東証前引け 続落 短期の地合い悪化、中国統計や円高も重荷
15日午前の東京株式市場で日経平均株価は続落し、前日比264円66銭(0.93%)安の2万8343円83銭で終えた。中国の経済統計など重要な指標の発表を前に積極的な売買を手控えるムードが強い中、短期的な地合いが悪化しているとみた投資家が主力銘柄を売ったことで、下げ幅を広げた。外国為替市場で円高・ドル安が進み、自動車や機械といった輸出関連銘柄の重荷となった。
前日の米株式市場では米長期金利の低下を受けて金利低下局面で買われやすい高PER(株価収益率)の主力ハイテク株に買いが入った。ただ、「中小型の高PER銘柄の一部が売られ、将来的な金利上昇への警戒が根強いことを示した」(大和証券の林健太郎シニアストラテジスト)との見方がある。東京市場でも高PER銘柄の一部が売られ、指数を押し下げた。
午前に発表された中国の4~6月期の実質国内総生産(GDP)は前年同期比7.9%増だった。同時に発表した6月の経済指標では経済成長のペースが鈍化したことを意識させる内容もあって、日本株の弱材料として意識された。
日経平均は戻りの鈍さが嫌気され、短期的な地合いが悪化しているとの見方がある。主力銘柄に持ち高調整の売りが出やすかった一方で、倉庫や建設の一部には買いが入った。「衆院の解散・総選挙を前に補正予算が組まれるとにらみ、内需関連の一部が物色対象となった可能性がある」(ピクテ投信投資顧問の糸島孝俊ストラテジスト)との指摘が出ていた。
東証株価指数(TOPIX)は続落し、午前終値は前日比0.86%安だった。JPX日経インデックス400も続落した。

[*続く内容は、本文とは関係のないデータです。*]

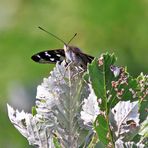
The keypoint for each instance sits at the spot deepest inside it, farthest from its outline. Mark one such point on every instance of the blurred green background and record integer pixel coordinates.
(110, 25)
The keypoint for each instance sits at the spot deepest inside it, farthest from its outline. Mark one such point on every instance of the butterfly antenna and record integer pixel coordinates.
(72, 38)
(53, 35)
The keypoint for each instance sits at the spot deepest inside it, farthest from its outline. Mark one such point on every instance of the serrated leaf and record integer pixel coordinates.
(124, 118)
(58, 105)
(102, 129)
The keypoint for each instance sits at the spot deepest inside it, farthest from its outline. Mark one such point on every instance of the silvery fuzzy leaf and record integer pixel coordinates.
(31, 127)
(124, 118)
(58, 106)
(59, 100)
(90, 108)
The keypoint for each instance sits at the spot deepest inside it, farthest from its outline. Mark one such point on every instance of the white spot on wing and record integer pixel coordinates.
(58, 55)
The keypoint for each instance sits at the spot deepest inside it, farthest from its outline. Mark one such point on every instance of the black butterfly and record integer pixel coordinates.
(68, 53)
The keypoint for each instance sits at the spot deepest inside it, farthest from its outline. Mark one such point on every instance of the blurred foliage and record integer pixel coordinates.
(113, 26)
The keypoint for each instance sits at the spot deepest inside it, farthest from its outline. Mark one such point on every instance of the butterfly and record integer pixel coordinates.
(68, 53)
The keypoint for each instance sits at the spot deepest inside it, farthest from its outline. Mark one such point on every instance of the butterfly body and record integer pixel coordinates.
(69, 54)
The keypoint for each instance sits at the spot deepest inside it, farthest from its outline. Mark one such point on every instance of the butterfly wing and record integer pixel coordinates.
(49, 56)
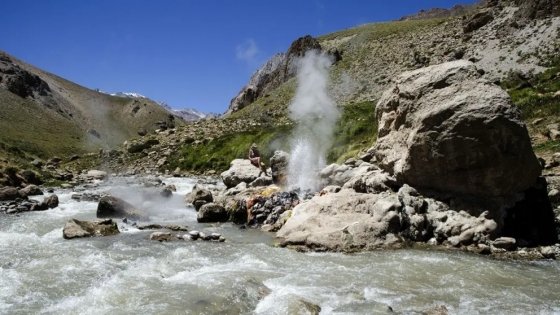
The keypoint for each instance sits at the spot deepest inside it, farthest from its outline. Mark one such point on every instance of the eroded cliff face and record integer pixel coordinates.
(277, 70)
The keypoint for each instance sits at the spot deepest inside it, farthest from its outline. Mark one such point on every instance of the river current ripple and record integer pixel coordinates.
(41, 273)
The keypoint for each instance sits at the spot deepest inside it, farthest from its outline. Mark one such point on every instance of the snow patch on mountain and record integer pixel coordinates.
(188, 114)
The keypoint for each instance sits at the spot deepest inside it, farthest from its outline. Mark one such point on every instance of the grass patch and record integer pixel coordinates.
(377, 30)
(218, 153)
(356, 131)
(535, 97)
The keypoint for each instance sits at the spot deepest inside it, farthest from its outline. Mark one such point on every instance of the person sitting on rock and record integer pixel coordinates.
(255, 158)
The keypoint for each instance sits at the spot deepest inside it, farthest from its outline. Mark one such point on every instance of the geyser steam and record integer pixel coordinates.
(316, 115)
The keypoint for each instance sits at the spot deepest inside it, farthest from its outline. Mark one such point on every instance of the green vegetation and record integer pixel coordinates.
(218, 153)
(536, 98)
(378, 30)
(356, 131)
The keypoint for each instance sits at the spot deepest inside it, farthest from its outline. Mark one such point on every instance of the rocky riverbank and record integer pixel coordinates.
(452, 167)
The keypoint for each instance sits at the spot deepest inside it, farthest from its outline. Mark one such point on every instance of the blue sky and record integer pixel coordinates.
(190, 54)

前引け時点の東証1部の売買代金は概算で9904億円、売買高は4億6250万株だった。東証1部の値下がり銘柄数は1480と、全体の7割弱を占めた。値上がりは580、変わらずは126だった。
ニコンが5%超下げた。いすゞや日野自が売られた。リクルートやエムスリーも安かった。一方、住友大阪や太平洋セメが高かった。清水建や大成建が買われた。スクリンも上昇した。